Published: 2nd May 2012
Spain is to crackdown on investors with a second home in Spain and not declaring the rental income (illegal renting).
It is estimated in Malaga alone, there could be up to 65,000 holiday homes rented out every year where 75% of income is not declared. This is probably costing the taxman €104.8 million.
It has been muted there is a lack of awareness by both the home owner and law.
There is obviously no excuse for home owners not declaring holiday home income. However, it can be difficult for foreigners to find out how o to go about things as there is so much red tape involved it is often hard to know where to go for proper advice.
Legal firm Perez Legal Group has offered five pieces of advice to buyers who want to ensure their rental agreements are legally sound:
– Make sure the rental contract is registered with the housing department for full legal protection in the event of any court case about your rental that could arise. Only registered contracts, where the landlord is completely legal in his operations and declares the rental income for tax purposes, have the full protection of the law.

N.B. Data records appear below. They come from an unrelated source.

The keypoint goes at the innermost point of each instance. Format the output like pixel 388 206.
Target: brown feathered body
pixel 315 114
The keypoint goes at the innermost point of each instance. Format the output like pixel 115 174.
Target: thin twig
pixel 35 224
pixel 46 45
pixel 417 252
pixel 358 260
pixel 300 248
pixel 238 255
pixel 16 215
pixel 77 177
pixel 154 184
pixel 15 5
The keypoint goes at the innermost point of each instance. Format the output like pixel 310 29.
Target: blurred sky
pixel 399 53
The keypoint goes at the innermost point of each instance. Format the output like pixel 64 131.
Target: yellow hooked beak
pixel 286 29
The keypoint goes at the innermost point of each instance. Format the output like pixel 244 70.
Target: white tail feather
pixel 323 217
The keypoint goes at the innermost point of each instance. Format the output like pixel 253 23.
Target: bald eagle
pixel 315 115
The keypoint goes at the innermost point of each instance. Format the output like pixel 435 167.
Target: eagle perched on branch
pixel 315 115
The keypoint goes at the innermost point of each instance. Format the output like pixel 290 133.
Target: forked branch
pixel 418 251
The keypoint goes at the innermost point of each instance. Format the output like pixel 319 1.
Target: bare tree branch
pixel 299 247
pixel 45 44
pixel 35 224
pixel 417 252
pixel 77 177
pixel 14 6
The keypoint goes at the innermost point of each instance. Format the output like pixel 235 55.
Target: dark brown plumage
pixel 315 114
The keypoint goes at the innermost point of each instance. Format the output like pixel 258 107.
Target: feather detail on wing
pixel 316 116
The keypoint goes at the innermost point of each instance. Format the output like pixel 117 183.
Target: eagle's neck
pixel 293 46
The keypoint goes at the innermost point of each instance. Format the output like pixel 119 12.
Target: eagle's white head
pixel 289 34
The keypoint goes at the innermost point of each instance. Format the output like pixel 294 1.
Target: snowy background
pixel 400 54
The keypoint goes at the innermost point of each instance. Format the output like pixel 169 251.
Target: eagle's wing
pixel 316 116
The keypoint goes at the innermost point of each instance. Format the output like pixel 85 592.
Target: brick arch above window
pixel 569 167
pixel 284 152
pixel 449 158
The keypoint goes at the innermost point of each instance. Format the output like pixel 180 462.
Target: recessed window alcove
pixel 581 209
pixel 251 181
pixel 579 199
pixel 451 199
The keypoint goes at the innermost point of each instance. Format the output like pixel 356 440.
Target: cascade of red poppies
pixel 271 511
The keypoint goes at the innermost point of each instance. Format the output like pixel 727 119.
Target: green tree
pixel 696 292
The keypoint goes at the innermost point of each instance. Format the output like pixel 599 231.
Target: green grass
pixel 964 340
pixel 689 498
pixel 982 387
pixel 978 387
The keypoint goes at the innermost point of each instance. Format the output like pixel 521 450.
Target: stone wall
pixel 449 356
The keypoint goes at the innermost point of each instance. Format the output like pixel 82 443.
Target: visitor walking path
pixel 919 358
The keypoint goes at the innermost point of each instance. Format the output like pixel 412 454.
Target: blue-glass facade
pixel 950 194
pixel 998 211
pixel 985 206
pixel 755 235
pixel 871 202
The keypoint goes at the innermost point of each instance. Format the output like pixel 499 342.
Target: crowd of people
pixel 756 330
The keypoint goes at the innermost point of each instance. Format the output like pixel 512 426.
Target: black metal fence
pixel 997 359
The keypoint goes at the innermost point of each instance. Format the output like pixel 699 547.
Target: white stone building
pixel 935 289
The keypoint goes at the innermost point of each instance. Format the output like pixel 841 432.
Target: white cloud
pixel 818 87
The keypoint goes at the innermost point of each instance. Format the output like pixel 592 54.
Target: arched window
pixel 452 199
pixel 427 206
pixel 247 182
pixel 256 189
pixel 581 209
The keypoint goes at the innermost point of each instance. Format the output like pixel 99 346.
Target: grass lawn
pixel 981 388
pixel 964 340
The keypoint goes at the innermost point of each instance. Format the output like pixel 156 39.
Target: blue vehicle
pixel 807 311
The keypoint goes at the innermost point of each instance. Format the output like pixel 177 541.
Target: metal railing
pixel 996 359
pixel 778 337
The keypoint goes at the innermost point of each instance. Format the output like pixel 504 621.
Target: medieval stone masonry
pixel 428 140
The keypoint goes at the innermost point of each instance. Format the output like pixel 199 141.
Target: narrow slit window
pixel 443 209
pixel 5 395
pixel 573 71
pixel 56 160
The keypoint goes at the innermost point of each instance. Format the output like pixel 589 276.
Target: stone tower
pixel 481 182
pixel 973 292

– If the owner hires a real estate agency or management company to handle your letting, it must add 18% of VAT to the rent, which must be paid to the tax agency.
– Declare your rental income and set aside 24% of the rent as a withholding tax payable to the Spanish government every month or, if applicable, every quarter.
– UK or German residents must declare to their respective tax authorities. The double taxation agreement between the two countries allows owners to claim back from Spain what they’ve paid in the UK, so they are not taxed twice.
– A tax resident in Spain should add rental income to other income when making his or her annual Spanish income tax declaration. Registering a property as a tourist letting operation allows maintenance expenses to be put down as a business expense, deductible from tax.
You should always check with an appropriate account or lawyer.